By Chenyu
PolarDB-X V2.4 supports columnar query acceleration. It builds a mature columnar storage SQL engine on a low-cost OSS storage base to accelerate query analysis with better performance and higher cost-effectiveness.
Columnar query acceleration is based on an architecture that separates storage and computing: A columnar engine builds clustered columnar indexes, consumes binlogs of distributed transactions, synchronizes them to clustered columnar indexes, and stores them in OSS. Compute Engine (CN) supports columnar query and transaction management. The storage of columnar indexes adopts an organizational structure of Delta + Main + Delete-and-Insert, and the constructed data will be stored on OSS in the format of CSV + ORC + Delete bitmap. This mode implements low-latency synchronization from row storage to column storage compared with Copy-on-Write and Merge-on-Read. It does not impose excessive overhead on the query side. For more information, please refer to PolarDB-X Clustered Columnar Index | The Birth of the Columnar Engine.
To achieve efficient updates for the Delete-and-Insert scheme in column storage, it is necessary to quickly locate the positions of historically valid data for marked deletion. This introduces the only stateful object required in this column storage: the Primary Index (PkIndex). At the same time, the PkIndex's high performance and persistency have also become essential for achieving large-scale column storage on a single node, presenting significant technical challenges.
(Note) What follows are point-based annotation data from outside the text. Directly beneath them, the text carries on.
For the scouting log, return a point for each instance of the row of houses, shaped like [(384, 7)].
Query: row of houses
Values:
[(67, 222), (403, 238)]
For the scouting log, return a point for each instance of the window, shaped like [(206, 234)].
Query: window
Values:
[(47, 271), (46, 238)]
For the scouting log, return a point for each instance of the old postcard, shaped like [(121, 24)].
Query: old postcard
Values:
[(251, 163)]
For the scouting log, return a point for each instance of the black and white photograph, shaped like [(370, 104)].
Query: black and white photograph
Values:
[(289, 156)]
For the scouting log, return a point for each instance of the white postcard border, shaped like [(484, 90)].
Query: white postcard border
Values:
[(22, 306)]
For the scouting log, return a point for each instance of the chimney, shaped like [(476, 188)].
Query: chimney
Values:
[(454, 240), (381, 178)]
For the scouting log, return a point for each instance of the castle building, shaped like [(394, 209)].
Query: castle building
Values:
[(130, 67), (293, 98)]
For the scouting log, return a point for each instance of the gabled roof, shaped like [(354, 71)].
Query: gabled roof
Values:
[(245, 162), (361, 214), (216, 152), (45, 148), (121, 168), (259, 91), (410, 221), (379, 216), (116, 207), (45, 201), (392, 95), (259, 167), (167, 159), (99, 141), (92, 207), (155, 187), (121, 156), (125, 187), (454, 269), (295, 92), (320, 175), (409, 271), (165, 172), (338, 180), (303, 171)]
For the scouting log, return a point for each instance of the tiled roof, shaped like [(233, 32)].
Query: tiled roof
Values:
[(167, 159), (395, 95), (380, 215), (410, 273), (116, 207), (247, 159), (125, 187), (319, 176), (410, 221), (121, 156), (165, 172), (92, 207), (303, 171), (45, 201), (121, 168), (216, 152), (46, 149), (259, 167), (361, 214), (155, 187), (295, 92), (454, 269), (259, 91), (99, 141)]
Since it is located on the main path of column storage maintenance, the read and write performance of the PkIndex directly determines the upper limit of the SLA for low-latency column storage. At the same time, it plays a crucial role in ensuring the correctness of column-oriented data during full build and incremental maintenance. The following figure shows the PkIndex's overall module and its role in building a clustered columnar index.
To meet the requirements of low storage costs and stateless migration of columnar engine nodes, PolarDB-X stores the PkIndex data on OSS, while metadata is stored in MetaDB. After considering the features of object storage and the implementations of storage engines in the industry, we have developed our own PkIndex storage engine based on OSS. We have opted for the LSM-tree data structure and carried out a series of optimizations tailored to OSS features, meeting the columnar engine's needs for high-throughput writes and low-latency queries.
The PkIndex is compressed and encoded based on the characteristics of the data to maximize storage space compression and increase the density of valid data.
In the PkIndex, the Key is the primary key of the data record, and it primarily supports two types:
• Integer primary keys are compressed and stored as variable-length integers after undergoing zigzag encoding.
• Other types of primary keys have their length recorded as variable-length integers, followed by the binary-encoded primary key, supporting any custom-defined types.
Value is the location of the column-oriented data, and there are two types:
• The corresponding column-oriented data is valid, and it consists of the file (fileId) and offset (pos) where the corresponding row data is stored in column storage. Both are compressed and stored using variable-length integers.
• The corresponding column-oriented data is deleted and marked with a single byte 0.
Writes are submitted in batches. Batch data includes inserting entries and deleting entries. Operations with the same key will be compressed into a single record, encoded as described above, and densely arranged in the order of operations within a log block. Each log block header will store the block length, a checksum, the submission timestamp, and the primary key type. The overall functions are shown in the following figure:
As more data is written, the log becomes longer, reducing the reading and recovery time. The compaction module merges and splits the log module into the lower-level SST. The entire LSM tree is shown in the following figure:
It is based on the LSM tree concept.
Level 0 serves as the log layer, where data is interspersed, and unordered. Data is written in sequence and written in batches during commit times.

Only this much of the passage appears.